L’analyse de Gilles Gauvin pointe également la marginalisation des figures féminines. La sœur de Furcy, Constance Madeleine, est pourtant centrale car c’est elle qui porte la plainte, Furcy n’ayant pas le droit, en tant qu’esclave, d’attaquer son maître. Elle prend des risques considérables en l’hébergeant alors qu’il est juridiquement en situation de marronnage. Ces éléments, essentiels à la compréhension du dossier, sont à peine esquissés dans le film. Là encore, la complexité juridique cède la place à une dramaturgie simplifiée, plus efficace émotionnellement, mais historiquement appauvrie.

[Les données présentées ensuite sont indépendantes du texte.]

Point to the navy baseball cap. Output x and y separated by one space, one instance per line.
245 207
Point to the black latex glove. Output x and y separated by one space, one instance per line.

La véritable portée de l’affaire Furcy est ailleurs. Elle réside dans ce qu’elle révèle des contradictions internes du droit colonial français. À ce titre, son histoire est avant tout un cas d’école, passionnant pour les juristes, les historiens du droit, les étudiants en droit public et privé. Elle montre comment un système inique pouvait néanmoins être retourné contre lui-même, non par révolte, mais par procédure. En transformant cette affaire en fable militante sur l’esclavage, le film passe à côté de ce qui en faisait l’intérêt profond. Enfin, une question légitime affleure, sans accusation ni insinuation…Qui finance ces récits ? Quels circuits institutionnels encouragent ce type de relecture militante du passé ? Quels récits sont valorisés, lesquels sont laissés dans l’ombre ? Gilles Gauvin n’aborde pas ce point, mais son analyse invite indirectement à cette réflexion. Dans une démocratie culturelle, la transparence n’est pas un soupçon, elle est une exigence. Ce n’est pas un film inutile. Gilles Gauvin le reconnaît car il a une vertu pédagogique, il permet au moins aux étudiants de droit de se cultiver sur une affaire essentiellement judiciaire.
L’histoire n’est ni un slogan, ni un instrument de consolation morale. Elle est faite de contradictions, de zones grises, de vérités dérangeantes. Les effacer, même au nom des meilleures intentions, c’est trahir ce qu’elle a de plus précieux par sa capacité à nous obliger à penser.